# MT-2 / Metal Zone clone PCB



## Danbieranowski (Mar 27, 2021)

Anyone know of any companies making a Metal Zone clone PCB?


----------



## Paradox916 (Mar 28, 2021)

People ether love or hate that pedal. It’s like the Honda Civic of distortion pedals everyone has had one, makes fun of it, but you know it’s reliable and it’s gonna get you there🤣


----------



## Paradox916 (Mar 28, 2021)




----------



## Danbieranowski (Mar 28, 2021)

Paradox916 said:


> People ether love or hate that pedal. It’s like the Honda Civic of distortion pedals everyone has had one, makes fun of it, but you know it’s reliable and it’s gonna get you there🤣


Yeah! I have a friend who wants me to make him a combo pedal that includes one and you would think with its ubiquity someone would sell a PCB, but I can’t find one. Almost tempted to just buy a $40 used one and pull the guts out.


----------



## Robert (Mar 28, 2021)

I have a schematic drawn up and plan to do a layout when I can get around to it.


----------



## Danbieranowski (Mar 28, 2021)

Robert said:


> I have a schematic drawn up and plan to do a layout when I can get around to it.


Fingers crossed!


----------



## Paradox916 (Mar 28, 2021)

Well there you go.

(*says calmly but secretly excited.)


----------



## Feral Feline (Mar 29, 2021)

I was going to say: It's the very ubiquity of it that there's not a PCB for it ...

Then Mr PPCB chimes in with (paraphrasing) "it's in the works".



Of course, the TS-808 and derivatives are omnipresent, and there's PCBs for all of them... Yeah, why not the Metalzone?
I can pair it with my HM-2 build.


----------



## finebyfine (Mar 30, 2021)

I'd pull the trigger on an mt-2 board in a heartbeat.

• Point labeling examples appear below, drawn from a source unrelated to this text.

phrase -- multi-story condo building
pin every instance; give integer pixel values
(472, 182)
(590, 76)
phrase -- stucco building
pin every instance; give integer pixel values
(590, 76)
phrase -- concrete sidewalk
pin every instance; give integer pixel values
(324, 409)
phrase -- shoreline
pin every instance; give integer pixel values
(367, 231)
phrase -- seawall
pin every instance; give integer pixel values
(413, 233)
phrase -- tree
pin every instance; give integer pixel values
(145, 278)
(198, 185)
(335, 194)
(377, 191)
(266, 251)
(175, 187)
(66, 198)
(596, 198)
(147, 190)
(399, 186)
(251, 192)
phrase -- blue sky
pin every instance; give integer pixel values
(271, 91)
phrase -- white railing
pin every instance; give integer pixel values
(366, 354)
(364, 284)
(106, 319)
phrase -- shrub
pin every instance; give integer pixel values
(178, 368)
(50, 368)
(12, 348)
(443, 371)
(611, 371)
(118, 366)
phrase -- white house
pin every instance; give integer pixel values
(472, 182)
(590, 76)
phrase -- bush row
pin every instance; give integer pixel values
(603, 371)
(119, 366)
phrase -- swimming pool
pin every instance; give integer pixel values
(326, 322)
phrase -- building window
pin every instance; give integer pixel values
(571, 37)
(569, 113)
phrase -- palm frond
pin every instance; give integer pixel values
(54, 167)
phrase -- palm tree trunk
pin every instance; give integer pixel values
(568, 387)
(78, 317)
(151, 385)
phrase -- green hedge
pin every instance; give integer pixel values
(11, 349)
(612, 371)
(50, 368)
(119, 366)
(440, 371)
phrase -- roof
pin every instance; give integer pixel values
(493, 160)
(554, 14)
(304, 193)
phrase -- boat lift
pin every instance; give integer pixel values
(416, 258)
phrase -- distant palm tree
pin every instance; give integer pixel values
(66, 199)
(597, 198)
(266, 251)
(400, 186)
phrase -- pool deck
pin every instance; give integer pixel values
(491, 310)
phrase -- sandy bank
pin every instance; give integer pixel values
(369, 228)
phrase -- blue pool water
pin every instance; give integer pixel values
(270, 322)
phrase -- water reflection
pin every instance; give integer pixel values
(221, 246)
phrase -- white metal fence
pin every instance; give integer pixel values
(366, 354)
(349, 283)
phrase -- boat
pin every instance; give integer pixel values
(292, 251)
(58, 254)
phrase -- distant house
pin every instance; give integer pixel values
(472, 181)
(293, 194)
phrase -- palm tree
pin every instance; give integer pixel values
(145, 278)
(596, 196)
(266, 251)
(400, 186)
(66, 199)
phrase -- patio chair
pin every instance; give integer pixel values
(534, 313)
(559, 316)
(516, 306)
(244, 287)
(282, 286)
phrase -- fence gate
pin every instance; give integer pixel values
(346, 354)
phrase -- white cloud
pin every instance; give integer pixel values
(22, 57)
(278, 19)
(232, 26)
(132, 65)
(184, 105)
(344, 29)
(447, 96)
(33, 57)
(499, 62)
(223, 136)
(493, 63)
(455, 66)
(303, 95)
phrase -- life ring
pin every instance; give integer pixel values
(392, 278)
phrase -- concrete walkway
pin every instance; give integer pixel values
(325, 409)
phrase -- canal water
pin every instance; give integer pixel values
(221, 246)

I remember saving up lawn mowing money to buy one in middle school to play through a god awful line 6 amp.

@PedalPCB just make sure you don't do the covid implant tracker mod: https://www.guitarworld.com/news/co...nes-only-its-actually-for-the-boss-metal-zone


----------



## Bobbyd67 (Mar 30, 2021)

Paradox916 said:


> People ether love or hate that pedal. It’s like the Honda Civic of distortion pedals everyone has had one, makes fun of it, but you know it’s reliable and it’s gonna get you there🤣


First pedal I ever bought... Least pedal I ever used... But I still keep it for sentimental reasons xD


----------



## Robert (Jul 14, 2021)




----------



## fig (Jul 14, 2021)

Must be waza-week


----------



## SillyOctpuss (Jul 14, 2021)

I've never used a metalzone.  I'm not even sure I've heard one in person.


----------



## Danbieranowski (Jul 14, 2021)

SillyOctpuss said:


> I've never used a metalzone.  I'm not even sure I've heard one in person.

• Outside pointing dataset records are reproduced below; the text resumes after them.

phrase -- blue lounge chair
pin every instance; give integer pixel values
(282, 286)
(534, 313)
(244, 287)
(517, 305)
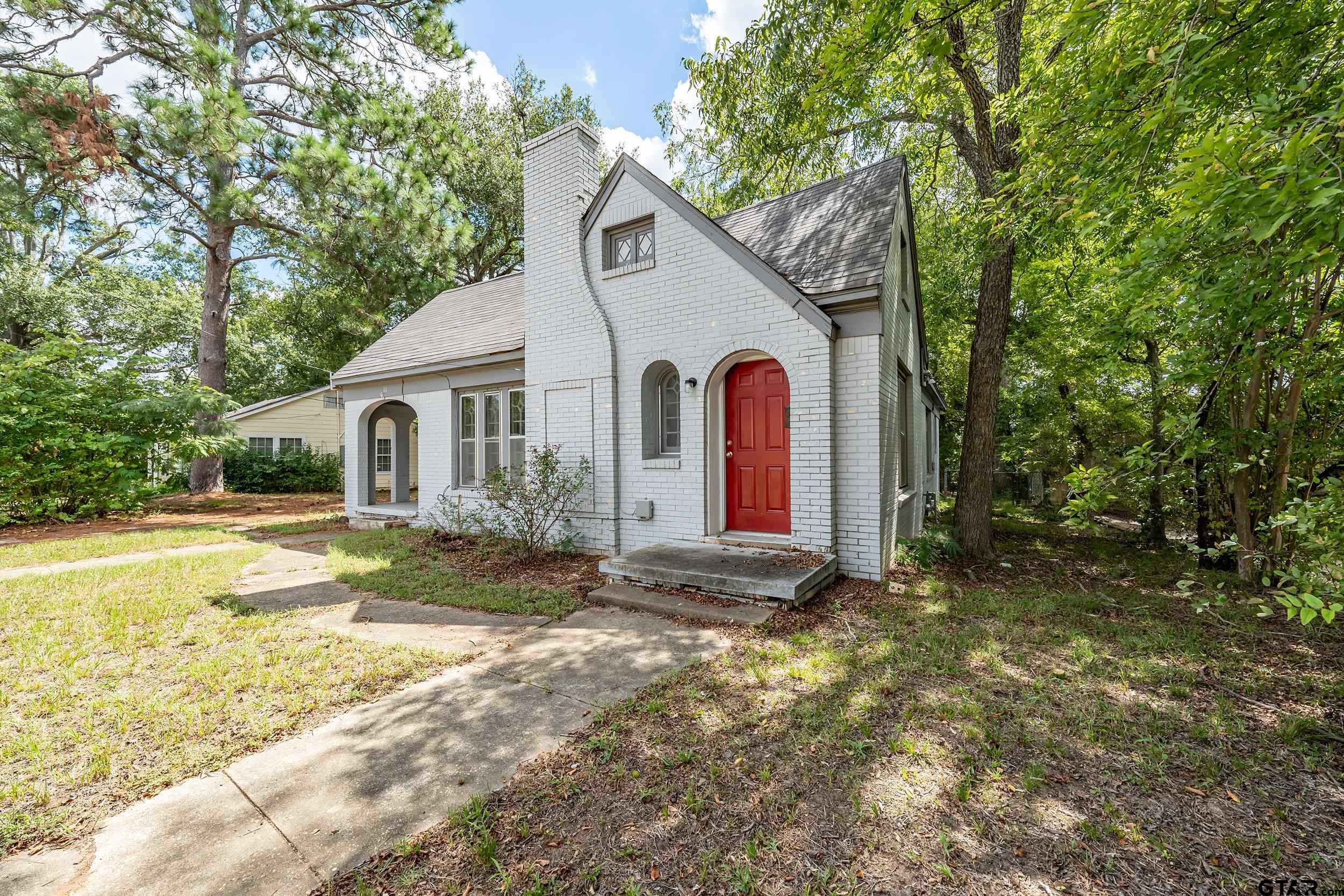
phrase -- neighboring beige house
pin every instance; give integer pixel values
(761, 378)
(315, 420)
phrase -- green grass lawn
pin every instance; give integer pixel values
(1066, 719)
(119, 682)
(104, 546)
(402, 563)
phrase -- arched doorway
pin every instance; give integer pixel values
(748, 458)
(756, 429)
(388, 483)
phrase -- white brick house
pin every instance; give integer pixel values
(759, 378)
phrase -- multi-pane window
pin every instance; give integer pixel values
(517, 431)
(485, 421)
(931, 439)
(383, 456)
(670, 413)
(904, 429)
(631, 245)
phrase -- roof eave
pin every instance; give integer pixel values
(273, 404)
(437, 367)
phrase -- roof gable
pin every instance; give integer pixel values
(464, 323)
(830, 237)
(681, 205)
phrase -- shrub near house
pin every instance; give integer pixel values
(289, 470)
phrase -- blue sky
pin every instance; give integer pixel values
(628, 55)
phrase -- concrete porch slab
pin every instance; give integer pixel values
(746, 572)
(630, 597)
(402, 510)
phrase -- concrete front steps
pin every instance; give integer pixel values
(630, 597)
(729, 571)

They aren’t commonly considered great. But they are hugely popular and because of that popularity they have an audience.


----------



## Robert (Jul 14, 2021)

I haven't used one in nearly 30 years,  and I fully expected it to be awful...... but it really isn't bad.


----------



## JamieJ (Jul 14, 2021)

Did you see the fake news going round where a schematic was posted online which was claimed to be the electronic chip the government was inserting into people with the COVID vaccine.

Turns out it was the metal zone schematic
🤣🤣🤣


----------



## Robert (Jul 14, 2021)

That wasn't fake news....

It was the only way Boss could get rid of all the old stock.


----------



## Danbieranowski (Jul 14, 2021)

Robert said:


> I haven't used one in nearly 30 years,  and I fully expected it to be awful...... but it really isn't bad.

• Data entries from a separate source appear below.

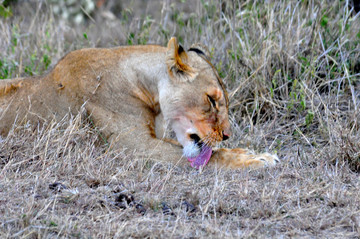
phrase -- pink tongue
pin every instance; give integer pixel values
(202, 159)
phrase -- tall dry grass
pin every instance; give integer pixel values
(292, 71)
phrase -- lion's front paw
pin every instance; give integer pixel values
(267, 159)
(242, 158)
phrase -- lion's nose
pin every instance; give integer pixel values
(226, 135)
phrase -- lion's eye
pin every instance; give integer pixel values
(212, 101)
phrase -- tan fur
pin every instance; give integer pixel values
(140, 97)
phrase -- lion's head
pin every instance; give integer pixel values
(194, 101)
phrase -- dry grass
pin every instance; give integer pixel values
(292, 69)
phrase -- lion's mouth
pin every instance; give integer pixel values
(205, 153)
(197, 140)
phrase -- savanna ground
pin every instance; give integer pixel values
(292, 69)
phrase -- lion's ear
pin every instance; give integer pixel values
(200, 49)
(176, 61)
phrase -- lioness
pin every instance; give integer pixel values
(141, 98)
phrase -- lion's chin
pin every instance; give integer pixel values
(201, 159)
(191, 150)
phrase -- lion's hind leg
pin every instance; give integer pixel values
(242, 158)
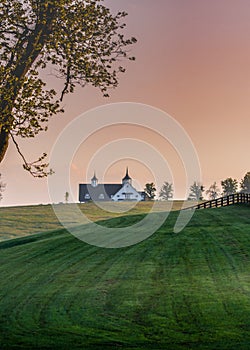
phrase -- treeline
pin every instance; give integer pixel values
(197, 190)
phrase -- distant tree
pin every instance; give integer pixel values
(213, 191)
(150, 190)
(196, 191)
(245, 183)
(80, 41)
(2, 187)
(229, 186)
(66, 197)
(166, 191)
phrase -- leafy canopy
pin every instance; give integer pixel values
(229, 186)
(79, 41)
(166, 191)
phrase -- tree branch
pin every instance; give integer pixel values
(36, 168)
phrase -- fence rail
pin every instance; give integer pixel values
(224, 201)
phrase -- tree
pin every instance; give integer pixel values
(196, 191)
(79, 41)
(150, 190)
(245, 183)
(166, 191)
(213, 191)
(2, 187)
(66, 197)
(229, 186)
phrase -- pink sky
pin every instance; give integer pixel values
(193, 62)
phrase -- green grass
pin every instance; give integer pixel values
(172, 291)
(22, 221)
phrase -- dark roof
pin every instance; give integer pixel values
(94, 178)
(101, 192)
(126, 177)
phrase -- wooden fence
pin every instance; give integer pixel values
(224, 201)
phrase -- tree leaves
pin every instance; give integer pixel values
(82, 43)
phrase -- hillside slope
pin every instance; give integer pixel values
(172, 291)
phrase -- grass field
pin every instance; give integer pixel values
(172, 291)
(40, 218)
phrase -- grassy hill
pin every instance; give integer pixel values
(172, 291)
(40, 218)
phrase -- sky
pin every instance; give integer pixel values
(193, 63)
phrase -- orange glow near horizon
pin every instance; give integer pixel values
(192, 61)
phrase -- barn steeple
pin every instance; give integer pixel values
(127, 178)
(94, 181)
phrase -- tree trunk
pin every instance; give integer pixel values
(4, 141)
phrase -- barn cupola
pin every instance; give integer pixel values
(127, 178)
(94, 181)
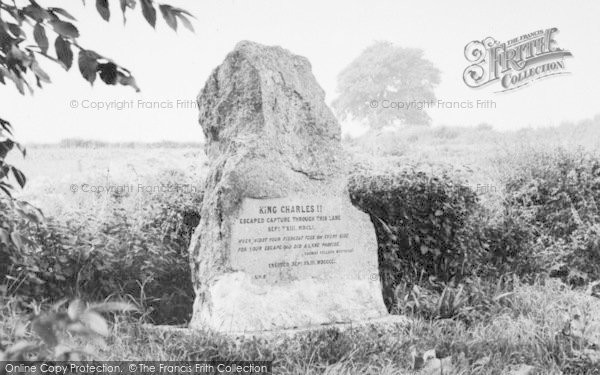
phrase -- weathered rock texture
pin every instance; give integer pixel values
(269, 134)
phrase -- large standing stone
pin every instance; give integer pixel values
(279, 244)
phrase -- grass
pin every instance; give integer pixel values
(529, 330)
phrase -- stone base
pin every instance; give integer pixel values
(237, 304)
(391, 322)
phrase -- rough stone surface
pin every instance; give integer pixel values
(272, 141)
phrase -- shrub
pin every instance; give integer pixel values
(138, 252)
(421, 221)
(555, 197)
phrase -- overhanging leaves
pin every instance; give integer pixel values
(103, 9)
(149, 12)
(64, 52)
(65, 29)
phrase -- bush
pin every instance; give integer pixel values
(555, 197)
(140, 253)
(421, 221)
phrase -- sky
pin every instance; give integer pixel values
(171, 68)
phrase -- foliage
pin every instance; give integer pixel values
(25, 36)
(384, 72)
(555, 196)
(139, 254)
(78, 319)
(421, 222)
(546, 325)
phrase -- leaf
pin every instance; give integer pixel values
(128, 81)
(62, 12)
(95, 322)
(103, 9)
(39, 73)
(149, 12)
(65, 29)
(64, 52)
(36, 12)
(108, 73)
(42, 325)
(112, 307)
(88, 65)
(5, 125)
(39, 34)
(169, 16)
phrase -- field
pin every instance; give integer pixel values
(500, 323)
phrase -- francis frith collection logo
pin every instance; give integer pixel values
(515, 63)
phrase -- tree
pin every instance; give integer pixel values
(26, 31)
(378, 86)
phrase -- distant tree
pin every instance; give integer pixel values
(26, 28)
(384, 74)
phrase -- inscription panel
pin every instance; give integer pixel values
(291, 238)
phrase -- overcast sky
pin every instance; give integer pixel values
(172, 67)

I think it’s partially due to the fact that most people get them really early on in their playing and don’t know how to dial something like that in. I’m sure I would’ve done like 100% full gain, mids totally scooped, on some cheap solid state practice amp. Then I would’ve blamed the pedal.


----------



## Robert (Jul 14, 2021)

That is almost certainly _exactly _how I used mine.... with a Strat on the bridge pickup... playing 90s alternative.

"Why the hell can't I hear myself over the drums?"

Good times.... good times....   


The sweepable midrange frequency is really cool to have.


----------



## finebyfine (Jul 14, 2021)

[chanting to myself] metal zone metal zone metal zone 

y’all better hope you cop your boards before i roll through and order like 20 when they drop


----------



## JamieJ (Jul 14, 2021)

The TPS show with Simon Neil was a great watch - particularly if you are a metal zone fan.


----------



## SillyOctpuss (Jul 14, 2021)

JamieJ said:


> The TPS show with Simon Neil was a great watch - particularly if you are a metal zone fan.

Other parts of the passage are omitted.